★★★★★★:アメリカを考える上では必読。読みにくいのが玉に瑕
ベトナム戦争という悲惨な事態の発生とその泥沼化を追った凄いルポルタージュです。硬い翻訳と政治家の名前の奔流に苦労しますが、そんなことはおかまいなしにグイグイ引き込まれます。間違いない傑作です。
ベトナム戦争?何か昔の話だよね。しかも日本には関係ないし。そんな風に思って気軽に読み出した私はすぐに考えを改めました。こりゃあ深い。普遍的な問題を提起するルポルタージュだ、と。
絶対に正しい自由な民主主義に対する絶対悪としての共産全体主義。冷戦構造と軍拡競争。その悪の組織たる共産主義政権がベトナムを飲み込もうとしている。そんな現状と乖離した安直なスキームと、アメリカ的価値観の押し付けに、最終的にはとんでもなく高い代償を払うことになりました。しかもアメリカが得たものは多くの若者の戦死と、世界からの批判だけ。

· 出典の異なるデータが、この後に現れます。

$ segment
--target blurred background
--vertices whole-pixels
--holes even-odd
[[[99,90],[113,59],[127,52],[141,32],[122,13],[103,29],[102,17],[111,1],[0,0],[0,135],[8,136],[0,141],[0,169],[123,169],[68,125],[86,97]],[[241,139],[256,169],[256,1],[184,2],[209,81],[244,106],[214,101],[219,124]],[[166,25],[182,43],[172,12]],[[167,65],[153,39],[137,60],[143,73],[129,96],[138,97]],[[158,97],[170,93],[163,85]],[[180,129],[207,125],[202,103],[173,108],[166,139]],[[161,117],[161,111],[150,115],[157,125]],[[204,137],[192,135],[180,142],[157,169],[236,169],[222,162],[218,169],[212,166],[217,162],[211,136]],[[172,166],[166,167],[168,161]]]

文官と軍官の衝突。隠蔽と偽装工作。見たいものしか見ない人たち。自分たちの方法論と成功体験に固執し泥沼にはまり込むエリートたち。戦局を拡大させたジョンソン大統領がエリートではなかったのもまた救いがない。その後を次いだニクソンも実に凡庸。
残念ながらベトナム戦争は、傲慢で優秀なエリートによる民主制も決して万能ではないという証左のようです。自分の見たくないものは見えないという人間の弱さと、権力への固執、それから驕りと油断。あまりにありふれた人間的な欲望が、悲惨な結果を引き起こす。エリートだろうが生え抜きだろうが、その事実は変わりません。

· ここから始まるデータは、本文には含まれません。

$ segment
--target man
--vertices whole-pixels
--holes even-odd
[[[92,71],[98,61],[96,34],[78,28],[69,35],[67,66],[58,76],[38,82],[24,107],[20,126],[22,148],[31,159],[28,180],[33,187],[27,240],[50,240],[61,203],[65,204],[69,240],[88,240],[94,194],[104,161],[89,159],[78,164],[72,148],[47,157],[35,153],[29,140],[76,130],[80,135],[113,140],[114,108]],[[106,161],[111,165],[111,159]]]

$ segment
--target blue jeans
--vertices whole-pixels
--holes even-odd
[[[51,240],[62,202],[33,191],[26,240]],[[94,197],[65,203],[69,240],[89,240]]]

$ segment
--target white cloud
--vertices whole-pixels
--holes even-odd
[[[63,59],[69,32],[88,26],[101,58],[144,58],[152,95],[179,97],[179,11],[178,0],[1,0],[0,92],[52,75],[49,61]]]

ゴルバチョフ回想録とこれを読んだ感想は、やはり投票による民主制というのは最低限のラインだなあ、というものでした。ファシズムは安直で手っ取り早そうだけど間違ったところに行ったら破滅は必定。人間は絶対に間違える。指導者が間違えた時に、一人一人がちゃんと投票で指摘しないと、民主主義は絶対に正常に機能しないと思います。自民党(&大企業&アメリカ)に任せてれば、なんのかんの言ってもそこそこの政治が行われていた時代は終わった。優等生っぽいことを言って恐縮ですが、これからは選挙を通じて一人一人が意思表示をしていかないとマズいと思いましたね。無関心と無介入だと、とんでもないところに連れていかれるかもしれませんぜ。小泉竹中がいい例で。